5. En vertu du II de l'article D. 311 du code des postes et des communications électroniques : " II.- Pour la mise en oeuvre des obligations prévues au 4° de l'article L. 38, l'Autorité de régulation des communications électroniques, des postes et de la distribution de la presse précise, en tant que de besoin, les mécanismes de recouvrement des coûts, les méthodes de tarification et les méthodes de comptabilisation des coûts, qui peuvent être distinctes de celles appliquées par l'opérateur. Elle peut également demander à cet opérateur de respecter un encadrement pluriannuel des tarifs. / Elle peut également prendre en compte les prix en vigueur sur les marchés comparables en France ou à l'étranger. / L'Autorité de régulation des communications électroniques, des postes et de la distribution de la presse veille à ce que les méthodes retenues promeuvent l'efficacité économique, favorisent une concurrence durable et optimisent les avantages pour le consommateur (...) ".

En ce qui concerne les procédures de consultation publique et de consultation de la Commission européenne :

6. Aux termes du V de l'article L. 32-1 du code des postes et des communications électroniques : " V. - Toutes mesures qu'il est envisagé d'adopter dans le cadre des dispositions du présent code ayant une incidence importante sur un marché ou affectant les intérêts des utilisateurs finals doivent être rendues publiques avant leur adoption dans un délai permettant une consultation des parties intéressées d'au moins trente jours, sauf dans des circonstances exceptionnelles, afin de permettre le recueil d'observations dont elle pourrait faire l'objet. Le résultat des consultations est rendu public sous réserve des secrets protégés par la loi ".

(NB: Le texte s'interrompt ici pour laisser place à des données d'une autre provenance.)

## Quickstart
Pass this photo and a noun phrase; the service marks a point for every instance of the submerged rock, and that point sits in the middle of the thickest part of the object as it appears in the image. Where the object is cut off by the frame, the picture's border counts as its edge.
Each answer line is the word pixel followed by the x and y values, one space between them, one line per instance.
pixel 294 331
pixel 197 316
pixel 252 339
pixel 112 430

7. Aux termes de l'article L. 36-15 du code des postes et des communications électroniques : " A moins qu'une recommandation ou des lignes directrices de la Commission européenne n'en disposent autrement, l'Autorité de régulation des communications électroniques, des postes et de la distribution de la presse communique à la Commission européenne, à l'Organe des régulateurs européens des communications électroniques ainsi qu'aux autorités de régulation nationales des autres Etats membres de l'Union européenne les décisions qu'elle envisage de prendre, en application du 1° du I de l'article L. 34-8 ainsi que des articles (...) L. 37-1 et L. 37-2, et qui sont susceptibles d'avoir des incidences sur les échanges entre les Etats membres (...) ". Il résulte de l'article D. 296 du même code que la transmission du projet à la Commission européenne " indique, s'il y a lieu, le caractère confidentiel des informations transmises et comporte tous les documents nécessaires à la justification et la motivation et facilitant l'examen des décisions dont l'adoption est envisagée, notamment le résultat de la consultation organisée au titre du V de l'article L. 32-1 et, le cas échéant, l'avis de l'Autorité de la concurrence ".

8. En vertu de l'article D. 303 du code des postes et communications électroniques, les projets de décision de l'ARCEP imposant des obligations à un opérateur exerçant une influence significative sur un marché du secteur des communications électroniques font l'objet, d'une part, d'une consultation publique dans les conditions prévues à l'article L. 32-1 du même code et, d'autre part, d'une consultation de la Commission européenne, de l'Organe des régulateurs européens des communications électroniques et des autorités compétentes des autres Etats membres de l'Union européenne dans les conditions prévues aux articles L. 36-15 et D. 296 du même code.

Sur le litige :

9. Il ressort des pièces du dossier que, sur le fondement des dispositions du code des postes et communications électroniques citées aux points 3 à 5 relatives aux opérateurs réputés exercer une influence significative sur un marché, l'ARCEP a depuis 2008 imposé à la société France Telecom, devenue Orange, des obligations en matière d'accès à ses infrastructures de génie civil déterminées en dernier lieu par sa décision n° 2023-2801 du 14 décembre 2023 portant sur la définition du marché de fourniture en gros d'accès aux infrastructures physiques de génie civil pour le déploiement de réseaux de communications électroniques, sur la désignation d'un opérateur exerçant une influence significative sur ce marché et sur les obligations imposées à cet opérateur à ce titre. Cette décision lui impose notamment de publier une offre de référence technique et tarifaire d'accès à ces infrastructures et d'offrir les prestations relatives à cette offre ainsi qu'aux ressources et services associés à des tarifs reflétant les coûts correspondants, en respectant en particulier les principes et objectifs d'efficacité, de non-discrimination et de concurrence effective et loyale.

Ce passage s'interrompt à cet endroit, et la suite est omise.